We will be ambling through what Walters called "transitional country" -- not the remote backcountry of GCFI's longer trips, but far from civilization nonetheless.
"For the first mile we'll see lots of people, but then they'll disappear," says Walters, as we begin our descent down the Grandview Trail. A faint smile etches his craggy face. "By the second day, we won't see anybody. About a quarter of one percent of the people who come to the Grand Canyon see the places you'll see. You won't believe the stars at Horseshoe Mesa."
There is a difference between hiking and hiking, a not-at-all subtle nuance that separates mindless stare-at-your-feet slogging from soul-soaring exploration and discovery. From our very first step, Walters' gently directs us along the proper hiking path. We stop regularly and often, gazing out at the Canyon's sea of buttes and using our topographic maps and compasses to identify new friends. On the upper ridges we inhale the scent of pine. Down a bit lower, we stand inside the welcome cool of an abandoned mine, the silent rock, still flecked with copper tracings, testament to man's optimism and impermanence.
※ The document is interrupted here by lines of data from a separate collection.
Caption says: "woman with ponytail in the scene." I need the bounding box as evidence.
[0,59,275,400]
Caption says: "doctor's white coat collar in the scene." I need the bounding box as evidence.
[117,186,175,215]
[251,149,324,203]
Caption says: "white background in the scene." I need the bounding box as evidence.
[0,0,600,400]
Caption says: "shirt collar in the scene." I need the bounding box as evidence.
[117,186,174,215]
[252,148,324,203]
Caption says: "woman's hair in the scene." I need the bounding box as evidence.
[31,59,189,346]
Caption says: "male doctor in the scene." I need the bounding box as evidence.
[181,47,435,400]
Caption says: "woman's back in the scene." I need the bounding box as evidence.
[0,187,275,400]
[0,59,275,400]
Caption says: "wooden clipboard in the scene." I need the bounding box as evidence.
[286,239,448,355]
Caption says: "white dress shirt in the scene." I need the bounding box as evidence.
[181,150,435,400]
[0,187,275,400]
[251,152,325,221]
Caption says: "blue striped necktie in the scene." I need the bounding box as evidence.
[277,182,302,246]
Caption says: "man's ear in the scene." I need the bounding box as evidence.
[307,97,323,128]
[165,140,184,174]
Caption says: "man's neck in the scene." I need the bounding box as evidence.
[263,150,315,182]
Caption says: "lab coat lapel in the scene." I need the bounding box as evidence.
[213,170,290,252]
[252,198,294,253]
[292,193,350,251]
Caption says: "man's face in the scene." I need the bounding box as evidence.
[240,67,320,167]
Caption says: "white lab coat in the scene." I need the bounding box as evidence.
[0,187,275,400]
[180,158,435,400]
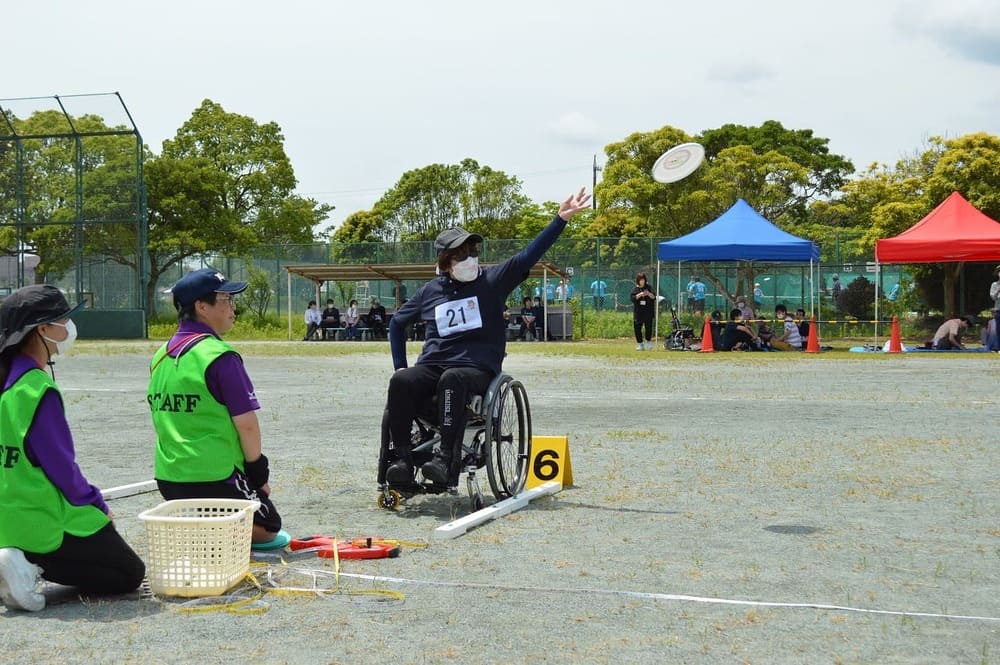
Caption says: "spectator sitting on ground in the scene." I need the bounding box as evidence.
[302,300,323,342]
[719,307,758,351]
[320,298,340,328]
[795,307,809,351]
[771,305,802,351]
[931,314,976,351]
[368,298,386,339]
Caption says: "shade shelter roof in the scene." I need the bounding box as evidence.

"There's a Zen saying: 'Be here now,'" says Walters. "If you are totally aware of your surroundings, of yourself, if you absorb everything, then you really appreciate the moment."
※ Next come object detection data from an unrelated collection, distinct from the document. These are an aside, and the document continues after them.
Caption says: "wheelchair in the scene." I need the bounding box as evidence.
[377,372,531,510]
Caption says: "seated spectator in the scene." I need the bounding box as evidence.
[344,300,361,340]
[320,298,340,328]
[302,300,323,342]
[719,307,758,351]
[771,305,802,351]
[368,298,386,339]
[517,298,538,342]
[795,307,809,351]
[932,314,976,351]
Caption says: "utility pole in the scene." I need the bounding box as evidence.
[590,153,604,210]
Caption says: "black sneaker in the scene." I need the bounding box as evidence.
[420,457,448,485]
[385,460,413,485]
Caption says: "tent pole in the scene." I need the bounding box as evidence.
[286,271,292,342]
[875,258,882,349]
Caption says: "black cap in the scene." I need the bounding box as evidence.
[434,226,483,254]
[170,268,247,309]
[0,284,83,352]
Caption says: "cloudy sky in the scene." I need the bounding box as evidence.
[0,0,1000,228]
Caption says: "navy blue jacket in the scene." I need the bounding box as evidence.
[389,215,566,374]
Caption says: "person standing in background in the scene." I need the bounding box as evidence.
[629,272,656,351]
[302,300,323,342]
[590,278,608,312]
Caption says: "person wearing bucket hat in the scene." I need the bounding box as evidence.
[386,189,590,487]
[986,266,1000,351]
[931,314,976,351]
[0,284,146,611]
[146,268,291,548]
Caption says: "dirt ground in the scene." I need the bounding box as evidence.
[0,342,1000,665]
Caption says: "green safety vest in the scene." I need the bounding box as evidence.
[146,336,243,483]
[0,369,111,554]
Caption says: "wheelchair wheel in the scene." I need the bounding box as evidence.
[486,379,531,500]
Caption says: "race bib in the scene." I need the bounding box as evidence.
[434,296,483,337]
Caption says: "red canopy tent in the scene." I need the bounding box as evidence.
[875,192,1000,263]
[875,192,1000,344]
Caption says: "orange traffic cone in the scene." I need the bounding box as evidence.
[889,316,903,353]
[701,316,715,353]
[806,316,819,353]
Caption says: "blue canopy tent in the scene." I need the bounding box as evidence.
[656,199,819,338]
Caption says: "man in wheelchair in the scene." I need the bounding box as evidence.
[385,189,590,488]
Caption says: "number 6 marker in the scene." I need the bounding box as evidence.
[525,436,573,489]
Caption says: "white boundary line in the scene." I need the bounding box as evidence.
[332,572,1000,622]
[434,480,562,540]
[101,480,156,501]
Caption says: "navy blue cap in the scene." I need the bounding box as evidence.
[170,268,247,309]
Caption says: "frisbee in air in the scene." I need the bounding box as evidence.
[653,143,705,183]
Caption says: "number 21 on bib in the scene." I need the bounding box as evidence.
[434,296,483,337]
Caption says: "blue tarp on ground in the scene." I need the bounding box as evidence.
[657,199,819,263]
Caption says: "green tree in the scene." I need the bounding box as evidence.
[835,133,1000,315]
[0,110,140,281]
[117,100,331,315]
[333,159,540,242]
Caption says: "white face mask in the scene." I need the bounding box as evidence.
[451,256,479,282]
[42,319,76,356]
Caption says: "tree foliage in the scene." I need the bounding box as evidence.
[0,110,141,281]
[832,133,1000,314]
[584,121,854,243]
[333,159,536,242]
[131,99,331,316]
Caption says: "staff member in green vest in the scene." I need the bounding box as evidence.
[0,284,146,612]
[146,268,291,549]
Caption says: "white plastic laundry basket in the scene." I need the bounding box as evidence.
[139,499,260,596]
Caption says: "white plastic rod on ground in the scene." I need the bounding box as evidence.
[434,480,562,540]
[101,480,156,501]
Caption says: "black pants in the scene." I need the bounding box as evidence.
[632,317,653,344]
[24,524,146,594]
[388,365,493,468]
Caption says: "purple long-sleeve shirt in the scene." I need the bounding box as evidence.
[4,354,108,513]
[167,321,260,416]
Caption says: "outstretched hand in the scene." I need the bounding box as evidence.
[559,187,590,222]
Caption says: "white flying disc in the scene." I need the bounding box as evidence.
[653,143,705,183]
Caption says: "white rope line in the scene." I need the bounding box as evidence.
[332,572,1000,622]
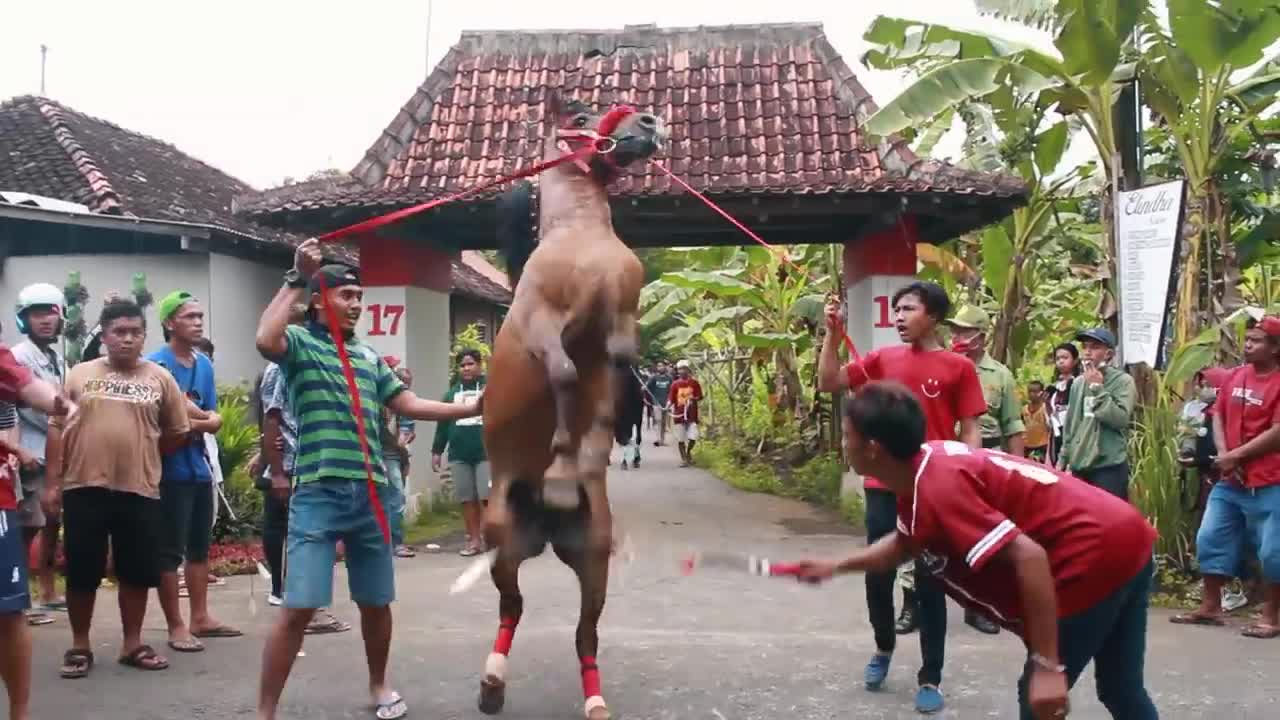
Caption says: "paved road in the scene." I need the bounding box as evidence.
[22,446,1280,720]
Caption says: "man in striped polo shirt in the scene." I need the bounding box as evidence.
[257,238,480,720]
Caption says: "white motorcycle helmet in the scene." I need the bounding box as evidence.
[15,283,67,334]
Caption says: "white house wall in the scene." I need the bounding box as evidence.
[209,252,287,383]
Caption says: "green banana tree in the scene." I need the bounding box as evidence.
[1138,0,1280,345]
[863,0,1146,319]
[640,245,831,414]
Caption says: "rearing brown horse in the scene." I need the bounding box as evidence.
[480,97,666,720]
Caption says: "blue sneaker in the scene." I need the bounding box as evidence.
[863,652,893,691]
[915,685,945,715]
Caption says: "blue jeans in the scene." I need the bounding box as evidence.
[284,480,399,609]
[1196,483,1280,583]
[865,488,947,685]
[1018,561,1160,720]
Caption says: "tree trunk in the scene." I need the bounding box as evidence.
[1204,181,1244,364]
[1174,186,1212,347]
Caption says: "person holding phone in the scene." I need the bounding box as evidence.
[1057,328,1138,500]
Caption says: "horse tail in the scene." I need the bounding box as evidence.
[497,181,538,287]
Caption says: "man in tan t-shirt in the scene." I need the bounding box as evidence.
[45,300,191,678]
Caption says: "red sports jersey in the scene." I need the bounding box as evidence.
[845,345,987,489]
[0,345,32,510]
[667,378,703,425]
[1210,365,1280,488]
[897,441,1156,633]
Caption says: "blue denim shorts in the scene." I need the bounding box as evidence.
[0,510,31,615]
[284,480,398,609]
[1196,483,1280,583]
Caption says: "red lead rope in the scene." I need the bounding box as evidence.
[316,142,599,242]
[320,278,392,544]
[316,141,598,544]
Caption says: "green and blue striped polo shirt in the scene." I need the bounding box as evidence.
[279,323,404,483]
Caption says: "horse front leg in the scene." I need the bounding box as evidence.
[554,475,613,720]
[530,311,579,510]
[479,543,525,715]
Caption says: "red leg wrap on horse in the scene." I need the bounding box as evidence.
[493,618,518,655]
[582,655,603,697]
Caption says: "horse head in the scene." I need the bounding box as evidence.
[547,94,668,182]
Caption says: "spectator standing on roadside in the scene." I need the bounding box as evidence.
[611,365,645,470]
[645,360,675,447]
[379,355,417,557]
[431,348,492,557]
[946,306,1027,456]
[45,300,191,678]
[0,345,74,720]
[1057,328,1138,500]
[1023,380,1050,462]
[1171,315,1280,639]
[147,290,242,652]
[13,283,67,624]
[667,360,703,468]
[1044,342,1080,465]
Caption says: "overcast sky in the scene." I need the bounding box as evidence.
[0,0,1051,188]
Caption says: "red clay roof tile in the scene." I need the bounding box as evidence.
[235,24,1027,215]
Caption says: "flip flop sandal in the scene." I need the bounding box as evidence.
[1240,623,1280,641]
[118,644,169,670]
[374,691,408,720]
[191,625,244,638]
[302,618,351,635]
[169,638,205,652]
[59,648,93,680]
[1169,612,1226,628]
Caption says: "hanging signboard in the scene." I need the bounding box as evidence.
[1115,181,1184,369]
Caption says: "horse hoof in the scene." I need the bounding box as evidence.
[584,694,612,720]
[477,676,507,715]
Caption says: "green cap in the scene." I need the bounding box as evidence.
[156,290,196,323]
[946,305,991,332]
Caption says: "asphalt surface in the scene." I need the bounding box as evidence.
[20,445,1280,720]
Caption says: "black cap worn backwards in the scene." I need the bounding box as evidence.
[307,264,360,292]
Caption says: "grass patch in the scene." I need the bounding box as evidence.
[404,502,462,544]
[694,439,867,528]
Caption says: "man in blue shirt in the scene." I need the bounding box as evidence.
[148,290,241,652]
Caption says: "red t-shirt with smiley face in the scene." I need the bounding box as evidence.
[845,345,987,489]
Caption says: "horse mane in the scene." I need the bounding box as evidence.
[497,181,538,288]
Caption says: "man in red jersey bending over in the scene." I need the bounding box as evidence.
[800,382,1157,720]
[818,282,987,714]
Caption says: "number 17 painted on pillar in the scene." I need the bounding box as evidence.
[367,302,404,336]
Walters knew the best places in which to indulge this Zen joy. On our first afternoon, after setting up camp, we skirt the western edge of Horseshoe Mesa, following a barely discernible trail to a cave formed roughly 300 million years earlier. Squeezing through the narrow opening, we find ourselves in a living-room-size cavern. This is only the beginning. Dissolved by water over eons, the porous limestone has become a series of squeezes and caverns running virtually straight shot back into the mesa, offering, as Walters aptly puts it, "a nice chance to walk inside rock."
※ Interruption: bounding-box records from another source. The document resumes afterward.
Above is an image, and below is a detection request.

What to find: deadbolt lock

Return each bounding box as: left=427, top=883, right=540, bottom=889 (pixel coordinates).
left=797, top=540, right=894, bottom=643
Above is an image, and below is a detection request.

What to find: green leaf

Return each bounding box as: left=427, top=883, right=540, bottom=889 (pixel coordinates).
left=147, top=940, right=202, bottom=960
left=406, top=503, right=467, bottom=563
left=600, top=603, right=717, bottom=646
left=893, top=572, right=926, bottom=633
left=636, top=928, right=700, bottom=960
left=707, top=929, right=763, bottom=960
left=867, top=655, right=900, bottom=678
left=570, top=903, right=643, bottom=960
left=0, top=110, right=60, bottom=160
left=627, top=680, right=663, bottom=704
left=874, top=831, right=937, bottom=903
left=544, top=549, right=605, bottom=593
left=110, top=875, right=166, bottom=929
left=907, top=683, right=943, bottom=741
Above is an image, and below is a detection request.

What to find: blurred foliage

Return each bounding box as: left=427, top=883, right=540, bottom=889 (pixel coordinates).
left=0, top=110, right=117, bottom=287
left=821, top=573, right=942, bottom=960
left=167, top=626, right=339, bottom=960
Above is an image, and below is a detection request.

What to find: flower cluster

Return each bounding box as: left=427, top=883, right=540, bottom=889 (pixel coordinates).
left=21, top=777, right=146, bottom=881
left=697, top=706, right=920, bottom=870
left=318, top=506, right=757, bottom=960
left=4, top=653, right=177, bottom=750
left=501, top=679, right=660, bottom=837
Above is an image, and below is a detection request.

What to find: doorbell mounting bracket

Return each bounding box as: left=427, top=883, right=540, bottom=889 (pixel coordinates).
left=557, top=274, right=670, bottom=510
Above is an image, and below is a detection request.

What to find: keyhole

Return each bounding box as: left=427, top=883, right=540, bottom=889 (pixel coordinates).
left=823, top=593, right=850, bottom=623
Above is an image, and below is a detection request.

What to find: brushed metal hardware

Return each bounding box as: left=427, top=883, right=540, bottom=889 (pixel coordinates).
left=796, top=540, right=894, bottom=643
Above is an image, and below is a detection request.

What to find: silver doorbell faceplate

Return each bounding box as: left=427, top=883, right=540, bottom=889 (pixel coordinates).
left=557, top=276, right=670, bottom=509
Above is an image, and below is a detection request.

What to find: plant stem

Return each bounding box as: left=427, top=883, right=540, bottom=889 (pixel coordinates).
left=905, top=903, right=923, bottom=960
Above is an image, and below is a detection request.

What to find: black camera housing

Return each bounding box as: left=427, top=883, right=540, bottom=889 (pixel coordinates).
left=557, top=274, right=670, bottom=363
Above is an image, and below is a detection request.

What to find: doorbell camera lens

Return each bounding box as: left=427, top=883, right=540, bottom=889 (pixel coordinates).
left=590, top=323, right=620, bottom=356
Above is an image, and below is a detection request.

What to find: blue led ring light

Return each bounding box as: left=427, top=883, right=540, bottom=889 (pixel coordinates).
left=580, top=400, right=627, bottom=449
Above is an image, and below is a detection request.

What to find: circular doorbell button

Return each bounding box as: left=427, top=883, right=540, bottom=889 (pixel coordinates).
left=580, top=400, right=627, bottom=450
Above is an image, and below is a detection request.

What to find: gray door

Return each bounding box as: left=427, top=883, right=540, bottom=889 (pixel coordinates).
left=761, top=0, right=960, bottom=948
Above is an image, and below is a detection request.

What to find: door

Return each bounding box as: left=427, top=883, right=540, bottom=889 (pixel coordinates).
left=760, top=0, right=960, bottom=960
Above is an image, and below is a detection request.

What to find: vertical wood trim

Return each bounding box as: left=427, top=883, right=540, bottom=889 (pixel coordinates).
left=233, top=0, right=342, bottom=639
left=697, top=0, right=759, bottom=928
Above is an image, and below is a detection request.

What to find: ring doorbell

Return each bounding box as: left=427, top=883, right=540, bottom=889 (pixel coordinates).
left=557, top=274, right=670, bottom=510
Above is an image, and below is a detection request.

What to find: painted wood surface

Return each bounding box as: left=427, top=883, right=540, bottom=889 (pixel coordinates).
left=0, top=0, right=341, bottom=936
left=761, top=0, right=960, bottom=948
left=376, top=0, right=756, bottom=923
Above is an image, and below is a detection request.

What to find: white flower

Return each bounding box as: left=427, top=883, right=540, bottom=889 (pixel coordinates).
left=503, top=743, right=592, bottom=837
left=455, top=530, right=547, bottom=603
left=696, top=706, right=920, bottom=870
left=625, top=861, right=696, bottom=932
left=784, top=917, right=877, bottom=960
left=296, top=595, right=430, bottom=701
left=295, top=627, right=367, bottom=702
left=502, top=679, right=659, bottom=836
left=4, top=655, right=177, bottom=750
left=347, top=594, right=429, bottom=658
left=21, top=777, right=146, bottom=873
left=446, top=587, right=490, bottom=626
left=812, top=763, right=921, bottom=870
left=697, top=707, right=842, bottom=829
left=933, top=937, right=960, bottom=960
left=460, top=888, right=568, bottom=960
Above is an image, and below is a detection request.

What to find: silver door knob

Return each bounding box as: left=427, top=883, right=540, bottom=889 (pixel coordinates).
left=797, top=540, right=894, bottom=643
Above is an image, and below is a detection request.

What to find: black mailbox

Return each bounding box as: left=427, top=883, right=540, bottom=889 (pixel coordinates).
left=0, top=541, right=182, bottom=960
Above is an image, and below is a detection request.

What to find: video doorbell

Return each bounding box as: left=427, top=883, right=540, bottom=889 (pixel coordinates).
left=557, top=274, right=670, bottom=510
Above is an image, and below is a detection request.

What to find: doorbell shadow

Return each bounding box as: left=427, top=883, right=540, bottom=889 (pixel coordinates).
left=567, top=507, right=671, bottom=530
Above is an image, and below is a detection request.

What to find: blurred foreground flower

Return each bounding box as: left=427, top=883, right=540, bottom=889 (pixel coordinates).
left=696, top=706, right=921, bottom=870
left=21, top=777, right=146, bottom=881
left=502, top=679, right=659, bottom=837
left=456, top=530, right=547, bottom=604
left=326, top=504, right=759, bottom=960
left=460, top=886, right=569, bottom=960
It is one of the most beautiful places I have seen. Our flashlights trace slow, stunned arcs along floor and ceiling pocked with surreal formations. Here something that resembles tiny coral heads; here thin, sinuous folds, stained by iron, that look like slabs of bacon; here folds of drapes that will never be moved by a breeze. The floor is covered with fine dust. The rock, smooth and polished as jade, emanates cool. In some caverns the ceiling rises so high it is like walking through the insides of some great sleeping beast. Dropping behind my companions I flick off my light (No, I am not afraid of the dark). In the black cathedral hush it is easy to imagine rock sleeping here for eternities, at least by our measure.
That night we stretch out beneath the stars, the Big Dipper hanging storybook-clear before our eyes.
Our remaining days produce additional splendor, and with it, appreciation. First light paints the mightiest buttes and the most delicate grasses. Negotiating switchback trails, sun and wind alternately caress our faces. In mid-afternoon's bake we draw water from a shaded spring resonating with a triumphant frog's croak. We sit in our shaded box seats high above the mighty Colorado, one of us shaking mightily. As the sun sets, shadows run down the vast walls like dark rivers.
Our final night we leave camp with food and stoves, hiking to the eastern edge of Horseshoe Mesa.
Spooning down freeze-dried dinners, we watch the sunset purple the Canyon, then sit quietly as the stars and a scrim of moon appear.
"Pretty cool place," says Walters eventually. "I like this restaurant."